Antes de dar essa declaração, na tarde de terça-feira, Alcolumbre havia dito em duas ocasiões que defendia a harmonia entre os Poderes. "Estamos vivendo um momento delicado da história nacional, em que as instituições precisam estar fortalecidas, que a independência e a harmonia têm de prevalecer". Entre os parlamentares que querem o engavetamento da apuração o consenso é que o momento seria de evitar cizânia com o Judiciário. A mobilização é puxada por petistas -- um dos poucos partidos que não registraram assinaturas na CPI -- e por membros da velha guarda no Senado, como Renan Calheiros (MDB-AL), Kátia Abreu (PDT-TO) e o líder do Governo no Senado, Fernando Bezerra Coelho (MDB-PE). Coelho ainda tentou, em vão, convencer seus colegas e retirarem assinaturas do requerimento de instalação da CPI.
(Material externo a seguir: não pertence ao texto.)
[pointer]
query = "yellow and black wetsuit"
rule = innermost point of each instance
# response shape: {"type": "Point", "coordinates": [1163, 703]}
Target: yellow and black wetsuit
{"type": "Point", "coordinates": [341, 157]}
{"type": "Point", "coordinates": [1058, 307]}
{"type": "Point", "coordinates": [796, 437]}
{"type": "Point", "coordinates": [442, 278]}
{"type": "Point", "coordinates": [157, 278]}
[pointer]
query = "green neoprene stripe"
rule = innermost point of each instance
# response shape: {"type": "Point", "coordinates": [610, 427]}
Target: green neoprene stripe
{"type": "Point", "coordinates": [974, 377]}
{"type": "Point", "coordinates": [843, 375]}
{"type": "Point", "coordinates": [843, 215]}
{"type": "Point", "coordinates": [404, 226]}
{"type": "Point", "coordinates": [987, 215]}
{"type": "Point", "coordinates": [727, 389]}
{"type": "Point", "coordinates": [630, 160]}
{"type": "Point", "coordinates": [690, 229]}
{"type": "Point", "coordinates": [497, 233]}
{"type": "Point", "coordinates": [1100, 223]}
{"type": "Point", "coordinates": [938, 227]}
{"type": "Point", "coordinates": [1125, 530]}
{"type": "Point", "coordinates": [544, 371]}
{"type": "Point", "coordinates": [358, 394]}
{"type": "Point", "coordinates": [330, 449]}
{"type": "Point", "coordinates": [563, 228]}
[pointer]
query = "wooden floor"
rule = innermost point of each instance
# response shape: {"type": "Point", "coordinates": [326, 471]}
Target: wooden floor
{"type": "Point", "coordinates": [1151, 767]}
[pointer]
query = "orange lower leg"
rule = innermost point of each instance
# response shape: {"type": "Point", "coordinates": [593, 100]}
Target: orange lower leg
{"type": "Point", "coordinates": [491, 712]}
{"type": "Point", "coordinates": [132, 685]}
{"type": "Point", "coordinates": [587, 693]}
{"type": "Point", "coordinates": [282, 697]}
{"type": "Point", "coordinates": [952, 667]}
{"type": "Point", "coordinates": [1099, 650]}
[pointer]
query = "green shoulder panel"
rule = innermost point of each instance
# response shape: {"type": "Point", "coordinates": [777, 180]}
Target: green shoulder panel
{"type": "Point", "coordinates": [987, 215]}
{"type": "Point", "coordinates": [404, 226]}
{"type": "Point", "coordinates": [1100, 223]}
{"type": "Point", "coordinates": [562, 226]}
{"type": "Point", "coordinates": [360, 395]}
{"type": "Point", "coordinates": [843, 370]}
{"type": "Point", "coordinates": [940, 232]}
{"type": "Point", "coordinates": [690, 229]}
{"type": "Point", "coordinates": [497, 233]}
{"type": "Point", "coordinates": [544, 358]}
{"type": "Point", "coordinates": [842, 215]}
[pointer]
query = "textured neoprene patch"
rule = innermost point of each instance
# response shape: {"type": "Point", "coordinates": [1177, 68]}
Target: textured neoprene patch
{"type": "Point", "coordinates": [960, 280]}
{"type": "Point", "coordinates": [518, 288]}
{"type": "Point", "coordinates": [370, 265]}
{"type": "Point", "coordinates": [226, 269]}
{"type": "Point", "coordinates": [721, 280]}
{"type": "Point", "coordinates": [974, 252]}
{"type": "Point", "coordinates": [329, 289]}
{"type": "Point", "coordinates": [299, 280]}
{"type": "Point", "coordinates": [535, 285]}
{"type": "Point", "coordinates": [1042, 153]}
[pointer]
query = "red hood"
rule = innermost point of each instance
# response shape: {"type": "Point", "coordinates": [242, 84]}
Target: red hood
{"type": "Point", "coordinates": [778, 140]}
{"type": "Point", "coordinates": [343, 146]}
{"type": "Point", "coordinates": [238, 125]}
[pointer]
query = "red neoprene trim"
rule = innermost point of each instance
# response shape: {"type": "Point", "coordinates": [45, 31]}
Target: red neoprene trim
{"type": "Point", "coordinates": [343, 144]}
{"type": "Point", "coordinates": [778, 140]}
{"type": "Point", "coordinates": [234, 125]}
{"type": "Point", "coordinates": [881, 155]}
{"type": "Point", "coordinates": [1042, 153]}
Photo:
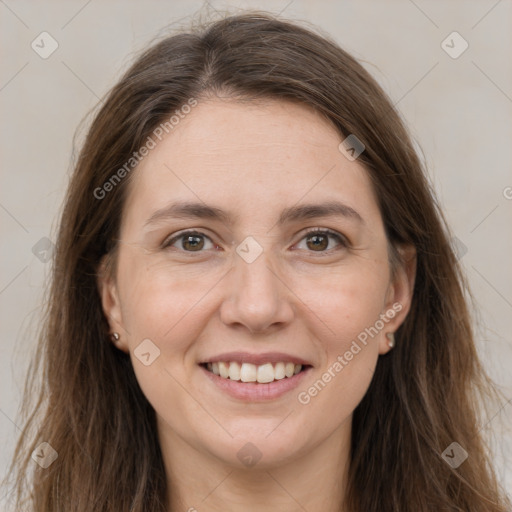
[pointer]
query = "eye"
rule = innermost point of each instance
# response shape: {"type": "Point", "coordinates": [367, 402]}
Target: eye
{"type": "Point", "coordinates": [191, 241]}
{"type": "Point", "coordinates": [317, 240]}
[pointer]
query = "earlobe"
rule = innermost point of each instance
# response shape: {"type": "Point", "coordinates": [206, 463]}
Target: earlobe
{"type": "Point", "coordinates": [111, 306]}
{"type": "Point", "coordinates": [399, 298]}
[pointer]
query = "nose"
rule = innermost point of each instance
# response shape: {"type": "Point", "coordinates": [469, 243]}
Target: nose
{"type": "Point", "coordinates": [257, 296]}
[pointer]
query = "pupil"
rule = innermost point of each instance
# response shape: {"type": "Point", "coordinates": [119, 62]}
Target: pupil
{"type": "Point", "coordinates": [321, 245]}
{"type": "Point", "coordinates": [195, 240]}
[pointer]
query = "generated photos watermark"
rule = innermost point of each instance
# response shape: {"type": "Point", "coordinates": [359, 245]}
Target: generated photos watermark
{"type": "Point", "coordinates": [304, 397]}
{"type": "Point", "coordinates": [158, 133]}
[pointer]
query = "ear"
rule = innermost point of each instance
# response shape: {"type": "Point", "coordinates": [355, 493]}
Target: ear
{"type": "Point", "coordinates": [110, 302]}
{"type": "Point", "coordinates": [399, 295]}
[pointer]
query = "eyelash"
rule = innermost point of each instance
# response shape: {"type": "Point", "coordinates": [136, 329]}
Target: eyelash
{"type": "Point", "coordinates": [340, 238]}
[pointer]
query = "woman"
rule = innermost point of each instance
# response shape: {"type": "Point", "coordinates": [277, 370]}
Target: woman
{"type": "Point", "coordinates": [255, 305]}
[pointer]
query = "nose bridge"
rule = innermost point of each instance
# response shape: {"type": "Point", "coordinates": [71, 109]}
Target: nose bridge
{"type": "Point", "coordinates": [258, 298]}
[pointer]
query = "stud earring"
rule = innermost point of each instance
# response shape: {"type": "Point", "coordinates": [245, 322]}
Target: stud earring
{"type": "Point", "coordinates": [391, 339]}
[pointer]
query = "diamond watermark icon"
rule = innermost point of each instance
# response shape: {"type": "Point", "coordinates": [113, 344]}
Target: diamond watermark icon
{"type": "Point", "coordinates": [454, 45]}
{"type": "Point", "coordinates": [455, 455]}
{"type": "Point", "coordinates": [351, 147]}
{"type": "Point", "coordinates": [146, 352]}
{"type": "Point", "coordinates": [44, 45]}
{"type": "Point", "coordinates": [44, 455]}
{"type": "Point", "coordinates": [249, 249]}
{"type": "Point", "coordinates": [43, 249]}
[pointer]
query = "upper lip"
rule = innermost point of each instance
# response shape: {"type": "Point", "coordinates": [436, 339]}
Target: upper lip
{"type": "Point", "coordinates": [257, 359]}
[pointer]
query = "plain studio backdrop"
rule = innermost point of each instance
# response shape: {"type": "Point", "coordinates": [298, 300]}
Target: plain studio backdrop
{"type": "Point", "coordinates": [446, 65]}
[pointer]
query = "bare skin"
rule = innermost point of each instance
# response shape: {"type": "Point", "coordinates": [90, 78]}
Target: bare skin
{"type": "Point", "coordinates": [303, 296]}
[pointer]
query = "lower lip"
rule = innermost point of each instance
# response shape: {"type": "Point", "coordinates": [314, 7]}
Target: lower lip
{"type": "Point", "coordinates": [254, 391]}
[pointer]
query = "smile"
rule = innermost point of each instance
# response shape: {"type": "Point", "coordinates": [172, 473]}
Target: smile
{"type": "Point", "coordinates": [248, 372]}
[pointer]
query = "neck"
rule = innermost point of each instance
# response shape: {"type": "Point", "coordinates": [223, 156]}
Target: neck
{"type": "Point", "coordinates": [313, 480]}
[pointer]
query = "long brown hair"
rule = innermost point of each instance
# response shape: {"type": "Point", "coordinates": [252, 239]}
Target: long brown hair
{"type": "Point", "coordinates": [426, 395]}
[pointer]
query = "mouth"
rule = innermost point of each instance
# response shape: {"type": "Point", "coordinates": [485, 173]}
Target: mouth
{"type": "Point", "coordinates": [265, 373]}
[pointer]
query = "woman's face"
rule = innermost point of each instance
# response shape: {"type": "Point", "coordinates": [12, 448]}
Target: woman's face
{"type": "Point", "coordinates": [252, 289]}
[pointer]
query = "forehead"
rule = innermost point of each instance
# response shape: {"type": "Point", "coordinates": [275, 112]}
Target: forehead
{"type": "Point", "coordinates": [251, 158]}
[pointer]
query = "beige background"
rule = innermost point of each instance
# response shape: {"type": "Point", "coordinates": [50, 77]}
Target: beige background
{"type": "Point", "coordinates": [459, 111]}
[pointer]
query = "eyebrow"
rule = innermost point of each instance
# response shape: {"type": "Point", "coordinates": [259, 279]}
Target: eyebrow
{"type": "Point", "coordinates": [194, 210]}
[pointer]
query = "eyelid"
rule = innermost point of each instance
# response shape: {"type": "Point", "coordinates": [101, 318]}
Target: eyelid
{"type": "Point", "coordinates": [343, 241]}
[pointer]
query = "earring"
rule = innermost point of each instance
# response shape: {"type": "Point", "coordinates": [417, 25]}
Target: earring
{"type": "Point", "coordinates": [391, 339]}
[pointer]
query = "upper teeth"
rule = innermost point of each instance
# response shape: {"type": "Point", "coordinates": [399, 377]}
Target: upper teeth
{"type": "Point", "coordinates": [247, 372]}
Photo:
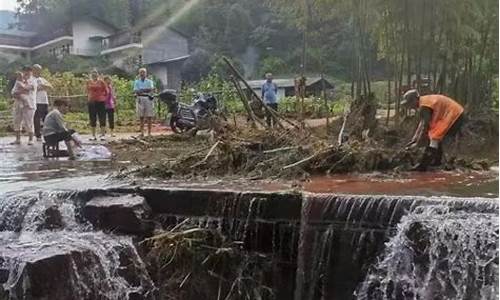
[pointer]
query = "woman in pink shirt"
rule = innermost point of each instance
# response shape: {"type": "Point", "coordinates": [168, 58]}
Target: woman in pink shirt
{"type": "Point", "coordinates": [110, 105]}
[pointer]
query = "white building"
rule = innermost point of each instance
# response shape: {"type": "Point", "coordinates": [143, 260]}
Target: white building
{"type": "Point", "coordinates": [163, 50]}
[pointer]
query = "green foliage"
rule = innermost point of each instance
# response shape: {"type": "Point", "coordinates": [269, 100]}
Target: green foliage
{"type": "Point", "coordinates": [272, 64]}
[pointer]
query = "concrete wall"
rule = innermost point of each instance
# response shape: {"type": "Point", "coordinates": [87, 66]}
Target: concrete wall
{"type": "Point", "coordinates": [161, 44]}
{"type": "Point", "coordinates": [83, 30]}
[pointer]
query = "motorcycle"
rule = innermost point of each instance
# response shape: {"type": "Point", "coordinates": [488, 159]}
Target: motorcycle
{"type": "Point", "coordinates": [200, 115]}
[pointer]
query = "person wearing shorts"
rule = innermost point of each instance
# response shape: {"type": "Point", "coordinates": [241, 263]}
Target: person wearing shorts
{"type": "Point", "coordinates": [143, 87]}
{"type": "Point", "coordinates": [54, 130]}
{"type": "Point", "coordinates": [24, 94]}
{"type": "Point", "coordinates": [97, 92]}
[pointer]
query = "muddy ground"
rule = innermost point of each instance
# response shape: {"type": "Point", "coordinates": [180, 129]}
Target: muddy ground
{"type": "Point", "coordinates": [239, 152]}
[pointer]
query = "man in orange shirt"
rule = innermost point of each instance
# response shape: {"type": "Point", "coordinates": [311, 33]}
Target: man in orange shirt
{"type": "Point", "coordinates": [440, 117]}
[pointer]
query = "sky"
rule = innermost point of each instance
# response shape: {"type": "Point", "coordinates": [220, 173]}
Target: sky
{"type": "Point", "coordinates": [8, 5]}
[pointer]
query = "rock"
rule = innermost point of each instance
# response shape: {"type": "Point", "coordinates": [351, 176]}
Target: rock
{"type": "Point", "coordinates": [126, 214]}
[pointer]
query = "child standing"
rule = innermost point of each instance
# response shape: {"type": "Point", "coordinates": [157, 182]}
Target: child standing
{"type": "Point", "coordinates": [110, 105]}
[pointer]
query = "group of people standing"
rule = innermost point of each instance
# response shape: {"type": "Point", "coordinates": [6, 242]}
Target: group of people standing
{"type": "Point", "coordinates": [101, 104]}
{"type": "Point", "coordinates": [31, 103]}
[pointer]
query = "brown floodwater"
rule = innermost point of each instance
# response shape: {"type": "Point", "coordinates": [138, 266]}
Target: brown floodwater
{"type": "Point", "coordinates": [22, 168]}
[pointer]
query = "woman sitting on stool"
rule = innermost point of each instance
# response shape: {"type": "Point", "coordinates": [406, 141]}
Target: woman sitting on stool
{"type": "Point", "coordinates": [54, 129]}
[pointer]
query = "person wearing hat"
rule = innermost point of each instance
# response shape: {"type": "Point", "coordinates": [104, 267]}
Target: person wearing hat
{"type": "Point", "coordinates": [42, 100]}
{"type": "Point", "coordinates": [270, 97]}
{"type": "Point", "coordinates": [440, 117]}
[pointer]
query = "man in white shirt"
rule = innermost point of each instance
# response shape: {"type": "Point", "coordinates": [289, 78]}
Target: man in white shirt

Principal articulador para a criação da CPI, o senador Alessandro Vieira (PPS-SE), disse esperar bom senso de Alcolumbre e que ele cumpra as regras ao instalar a CPI. "A instalação se impõe, é um direito da minoria. Se você tem um número e tem um fato, a instalação é automática, ela não depende do juízo de valor do presidente ou de quem quer que seja". Segundo ele, há constantes tentativas de pressionar pelo arquivamento da investigação. "Ninguém está buscando guerras entre poderes, mas existem poderosos que estão se escondendo nas instituições e tentando criar esse tumulto." Nos bastidores, senadores suspeitam que ministros que enfraqueceram a Lava Jato querem evitar investigações contra o Judiciário.
Derrota da Lava Jato
Se no Congresso o embate está perto de tomar proporções grandiosas, internamente, a decisão do Supremo Tribunal Federal enfraquecendo a Lava Jato já deve trazer seus primeiros reflexos. Na semana passada, por 6 votos a 5, o STF decidiu que, quando conexos com delitos eleitorais, os crimes comuns devem ser julgados pela Justiça eleitoral. A expectativa é que haja uma avalanche de habeas corpus para reverter condenações, principalmente. Em cinco anos, só na Lava Jato, já ocorreram 242 condenações de 155 pessoas por crimes contra o sistema financeiro internacional, corrupção, tráfico transnacional de drogas, formação de organização criminosa e lavagem de dinheiro. Todos os casos passarão a ser revisados tanto por advogados quanto por procuradores. Os dois lados, aliás, se opuseram também na avaliação sobre a decisão do STF.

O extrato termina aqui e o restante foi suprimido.